4.- Terapeuta-centrismo

No, todavía no estás bien, no te voy a dar el alta”.

Aquí es aplicable lo dicho en el punto anterior. La percepción del consultante acerca del desarrollo de la psicoterapia está más relacionada con los resultados que la percepción del terapeuta. De ahí la importancia de privilegiar su voz durante el tratamiento. Y en caso de desacuerdo importante, es mejor adoptar una actitud colaboradora y expresar nuestras preocupaciones sobre su salud de forma empática y humilde.

5.- Rigidez

Nos viene un paciente a la consulta, con un trastorno obsesivo-compulsivo, por ejemplo. Nosotros le explicamos cuáles son las técnicas para su problema y si nos dice que no quiere hacer nada de eso, le decimos que se marche, ¡que tenemos mucha gente esperando para entrar en la consulta”.

Lo más escalofriante del comentario anterior es que es verídico: lo escuché a un profesional que daba un seminario sobre tratamientos psicológicos. Especímenes de este tipo se van extinguiendo poco a poco, por fortuna. Estructurar excesivamente una terapia o ceñirse de forma dogmática a un método concreto puede ser el camino más rápido hacia un mal final, especialmente si las características de la persona que tienes delante y sus circunstancias son incompatibles con el enfoque.

6.- Lecho de Procusto

La leyenda de Procusto cuenta la historia de un posadero que hacía lo necesario para que los huéspedes encajaran en la cama que tenía para ellos: si sobresalía algún miembro, se lo cortaba; si era demasiado corto, lo estiraba. Muchos clínicos llevan años indicando que utilizar un único método y estilo terapéutico para todo el mundo no es válido. Es necesario adaptarse a las particularidades de cada caso, buscando la manera de encajar la terapia de forma harmoniosa. En todo caso, quizás los que tengamos que cortar o alargar las partes de nuestro cuerpo (teórico y metodológico) somos nosotros.

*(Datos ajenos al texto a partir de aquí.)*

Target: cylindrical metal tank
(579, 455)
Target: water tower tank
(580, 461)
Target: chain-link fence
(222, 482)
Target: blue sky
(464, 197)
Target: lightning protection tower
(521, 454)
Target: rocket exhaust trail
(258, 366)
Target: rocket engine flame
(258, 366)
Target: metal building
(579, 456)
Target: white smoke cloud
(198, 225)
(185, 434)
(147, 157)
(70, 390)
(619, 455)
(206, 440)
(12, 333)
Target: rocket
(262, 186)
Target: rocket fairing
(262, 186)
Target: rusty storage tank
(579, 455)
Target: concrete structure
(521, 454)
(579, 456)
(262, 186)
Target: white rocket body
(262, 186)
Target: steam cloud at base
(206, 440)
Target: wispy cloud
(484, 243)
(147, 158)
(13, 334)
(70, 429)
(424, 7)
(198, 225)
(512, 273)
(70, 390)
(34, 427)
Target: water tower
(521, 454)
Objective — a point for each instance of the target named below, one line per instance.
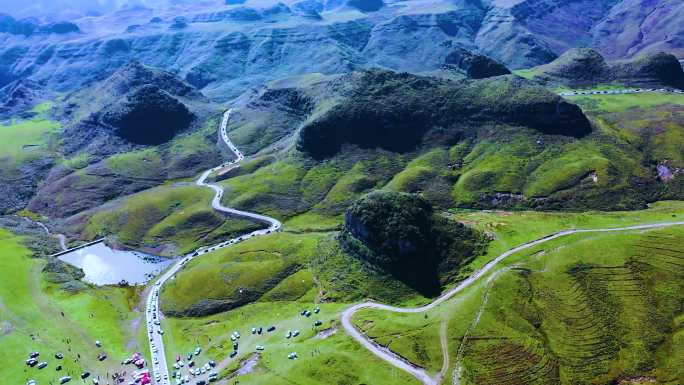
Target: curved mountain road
(420, 373)
(160, 368)
(622, 91)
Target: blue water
(103, 265)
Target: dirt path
(419, 372)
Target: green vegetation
(168, 220)
(269, 267)
(400, 233)
(397, 112)
(38, 316)
(336, 359)
(621, 103)
(25, 140)
(588, 307)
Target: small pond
(103, 265)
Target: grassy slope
(38, 134)
(29, 306)
(416, 336)
(246, 271)
(170, 219)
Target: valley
(344, 192)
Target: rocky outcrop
(401, 112)
(30, 27)
(654, 69)
(579, 65)
(586, 67)
(147, 116)
(19, 96)
(138, 104)
(400, 233)
(475, 66)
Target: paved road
(622, 91)
(419, 372)
(160, 370)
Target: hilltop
(223, 48)
(586, 67)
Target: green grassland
(618, 103)
(585, 308)
(171, 219)
(31, 320)
(24, 140)
(333, 360)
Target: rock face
(400, 233)
(30, 27)
(657, 69)
(474, 65)
(585, 67)
(19, 96)
(148, 116)
(234, 46)
(398, 112)
(138, 104)
(579, 65)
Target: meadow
(38, 316)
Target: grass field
(23, 140)
(515, 343)
(334, 360)
(169, 220)
(31, 320)
(617, 103)
(274, 266)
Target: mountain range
(223, 47)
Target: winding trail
(622, 91)
(160, 368)
(420, 373)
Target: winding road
(160, 368)
(420, 373)
(622, 91)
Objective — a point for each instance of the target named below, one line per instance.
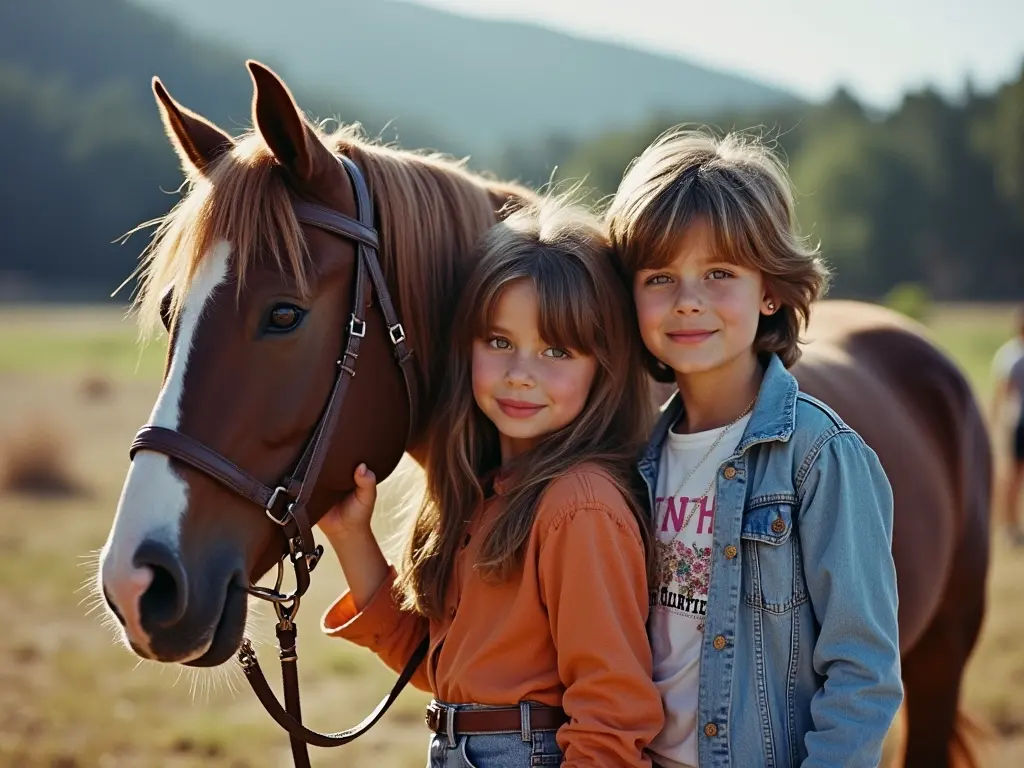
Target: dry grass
(71, 695)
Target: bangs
(698, 197)
(566, 300)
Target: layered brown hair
(585, 305)
(742, 190)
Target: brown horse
(915, 409)
(257, 302)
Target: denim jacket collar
(773, 418)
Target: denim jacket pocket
(773, 580)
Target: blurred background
(902, 124)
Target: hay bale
(34, 462)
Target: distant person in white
(1008, 424)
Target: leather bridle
(286, 504)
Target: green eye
(284, 317)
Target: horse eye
(284, 317)
(165, 309)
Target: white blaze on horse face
(155, 499)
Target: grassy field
(75, 386)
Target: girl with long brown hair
(527, 563)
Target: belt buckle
(450, 726)
(432, 716)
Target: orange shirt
(569, 631)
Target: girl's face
(524, 385)
(699, 313)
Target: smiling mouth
(518, 409)
(690, 337)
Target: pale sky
(879, 48)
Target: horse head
(262, 276)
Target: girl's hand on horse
(353, 512)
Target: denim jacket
(802, 600)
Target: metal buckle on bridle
(286, 612)
(247, 656)
(359, 330)
(271, 505)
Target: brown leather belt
(522, 719)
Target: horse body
(915, 410)
(254, 396)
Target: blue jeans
(494, 750)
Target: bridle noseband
(286, 503)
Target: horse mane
(431, 211)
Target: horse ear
(197, 140)
(280, 122)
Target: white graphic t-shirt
(684, 519)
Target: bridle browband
(286, 504)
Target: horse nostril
(165, 600)
(113, 606)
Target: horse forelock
(431, 211)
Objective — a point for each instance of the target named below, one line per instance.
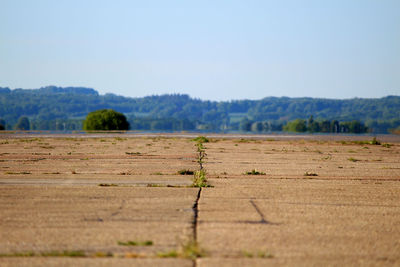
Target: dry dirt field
(118, 200)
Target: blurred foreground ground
(96, 200)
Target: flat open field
(119, 200)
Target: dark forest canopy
(62, 107)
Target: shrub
(105, 120)
(23, 124)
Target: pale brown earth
(51, 200)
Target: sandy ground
(318, 201)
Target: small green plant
(310, 174)
(374, 141)
(185, 172)
(254, 172)
(136, 243)
(264, 254)
(101, 254)
(353, 159)
(201, 139)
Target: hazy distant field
(119, 200)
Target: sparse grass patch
(136, 243)
(169, 254)
(254, 172)
(132, 153)
(65, 253)
(258, 254)
(185, 172)
(201, 139)
(105, 184)
(101, 254)
(353, 159)
(18, 172)
(310, 174)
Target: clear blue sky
(217, 50)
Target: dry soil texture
(117, 200)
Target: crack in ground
(195, 221)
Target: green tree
(105, 119)
(23, 124)
(296, 126)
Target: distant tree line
(325, 126)
(51, 107)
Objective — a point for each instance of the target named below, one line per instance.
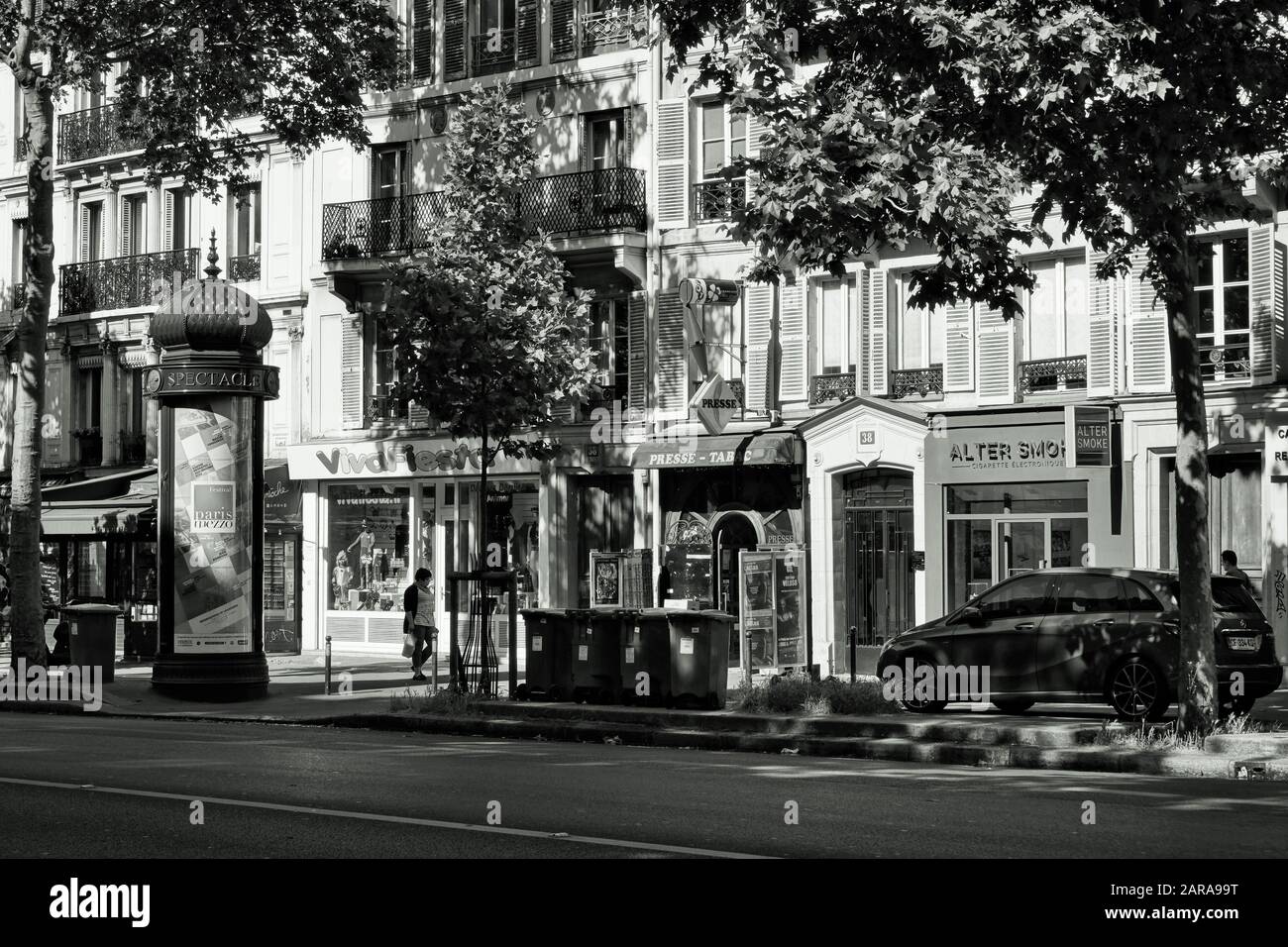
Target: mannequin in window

Si eres consultante y observas este tipo de actitudes en tu psicóloga te recomiendo que lo hables abiertamente con ella. En el mejor de los casos, si tiene la pericia suficiente, podreis llevar a cabo un proceso de “reparación de rupturas en la alianza”, un cambio en la terapia que está asociado a mejores resultados. Y si no hay manera de cambiar la situación, será mejor que valores la posibilidad de buscar otro profesional.